"Mann Tracht, und Gott Lacht”
--Yiddish adage
“Man plans -- and God laughs.” Heavenly company for bemused reactions to the draft five-year Strategic Plan exposed for public comment by the Public Company Accounting Oversight Board on August 10.
The audit regulator in the US is starting afresh. An entire slate of five new Board members was installed in December, ending the two-year extension of chairman Jim Doty’s sell-by date. A sweep of senior staff departures has included the heads of enforcement, registrations and inspection, audit and professional standards, and information technology.
Little wonder the new chairman’s Message touted the engagement of a “strategic planning consultant.” Who else was to help all the new arrivals find their desks?
The results are risibly obvious: page upon page of language so blandly generic as to be taken from available templates or cribbed from those gathering dust in corporate file bins. Mind-deadening language is strewn across an amplitude of numbers:
- Four “areas of strategic focus” in the Message itself
- Four “primary duties” in the description of the agency (p.3)
- Five “values” (p. 4)
- Three “key factors” affecting the strategic outlook (p.5)
- And five “strategic goals,” each bearing between two and four “objectives” (pp. 7-13)
All displayed under cover of five bullets in a press release, to set forth what the Board “intends” – unfortunately omitting any specifics of inter-play amongst them.
It’s a matter of perspective whether issuance of a “plan” that could have come from a desk drawer justifies such a doubtless high-priced exercise. The Board does buy itself the political benefit of a placeholder, as the absence of detail under this top-heavy verbosity will give cover for the time to provide annotations – sure to extend past this fall’s mid-term elections and well toward November 2020. And an approach of “do-nothing, and very slowly” accords with the PCAOB’s long-established tradition of releasing its modest accomplishments only after excruciating periods of contemplation: six years to consider the naming of audit partners, three years before concluding that mandatory auditor rotation was a non-starter, six years to fall in behind the IAASB in requiring extended auditors’ reports, and sixteen years and counting without resolution of its impasse with Chinese authorities over information gathering and audit firm inspections there.
(For entry to a fuller discussion of the PCAOB’s languid history, see my posts of December 21, 2015, February 11, 2014, August 29, 2017, and January 5, 2018, and Chapter Three of my book, “Count Down: The Past, Present and Uncertain Future of the Big Four Accounting Firms” (2d ed. 2017) – here.)
As for the invitation to comment on the Plan and its five Goals, some specific steps might reasonably be slotted into the Board’s aspiration to be “a trusted leader that promotes high quality auditing”:
- At the heart of the PCAOB’s public credibility issues, its objective (1:1) to provide “more timely and relevant feedback” has been frustrated from inception by the lid of confidentiality clamped on the nature and scope of information that is publicly disclosable, under the Sarbanes/Oxley law itself (see Release No. 104-2004-001, August 26, 2004). Unlikely as it would be in the current environment, a legislative initiative to permit real transparency, taken jointly with the leaders of the no-less-reluctant accounting profession itself, would be to the benefit of both. Trust and credibility require no less -- but don’t hold your breath.

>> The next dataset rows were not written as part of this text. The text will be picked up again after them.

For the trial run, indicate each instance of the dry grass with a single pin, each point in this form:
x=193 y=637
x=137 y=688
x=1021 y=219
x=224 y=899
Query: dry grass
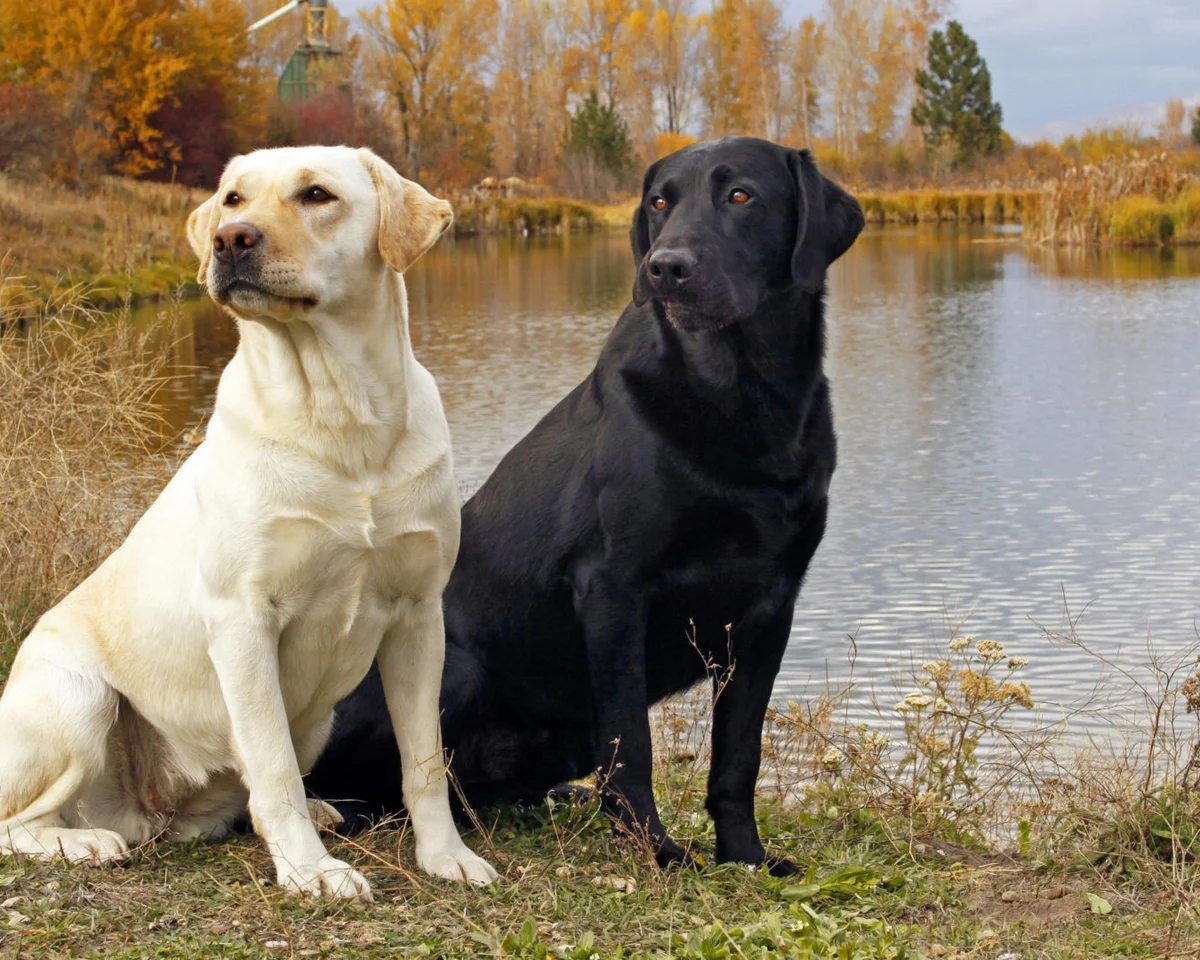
x=954 y=820
x=523 y=215
x=933 y=205
x=1132 y=202
x=81 y=447
x=125 y=239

- The stated objective (2:1) to “ensure that oversight activities do not impede innovations…” is not met by a plan merely to “monitor the development and implementation of emerging technologies.” Evolution to an assurance function fit for purpose, to supplant the currently low-value “true and fair view” opinion, requires the fundamental elimination of the archaic and detrimental constraints on the scope of ancillary services permissible to auditors. Again – critically necessary, although unlikely.
- To “expand engagement with other audit regulators around the globe” in a meaningful way (3:2) would involve actual advocacy of specific areas of desirable change. By rights this should start by the PCAOB re-visiting with its counter-parts the failure of mandatory re-tender in the UK to avoid the unintended consequence of reduced competition, and the prospect of similarly malign results under the mandatory rotation rules of the EU.
- And, on the other hand, where progress has proved futile and success elusive, namely in China, a strategic retreat is indicated, ahead of the blow-up that is otherwise a present hostage to the antagonisms between the oversight regimes of the two countries.
To close on a non-trivial quibble with the lack of a roadmap to the Plan from the Board’s press release and its five “intents,” no substance is offered on how to “reinforce the PCAOB’s culture of integrity, excellence, effectiveness, collaboration and accountability.”
On that topic, silence from this Board is no surprise, about the long-running criminal proceedings in New York, where ex-agency employees are charged with purloining and transmittal of confidential inspection information. With leadership’s heads firmly down, more impactful than lofty language and process tweaking by the agency is the prospect that the ex-employees are facing potential prison sentences of up to 65 years.
Putting that notion into a “strategic plan” would have suited Voltaire’s 18th century comment on the state of discipline in the French navy, that hanging the occasional admiral should “encourage the others.”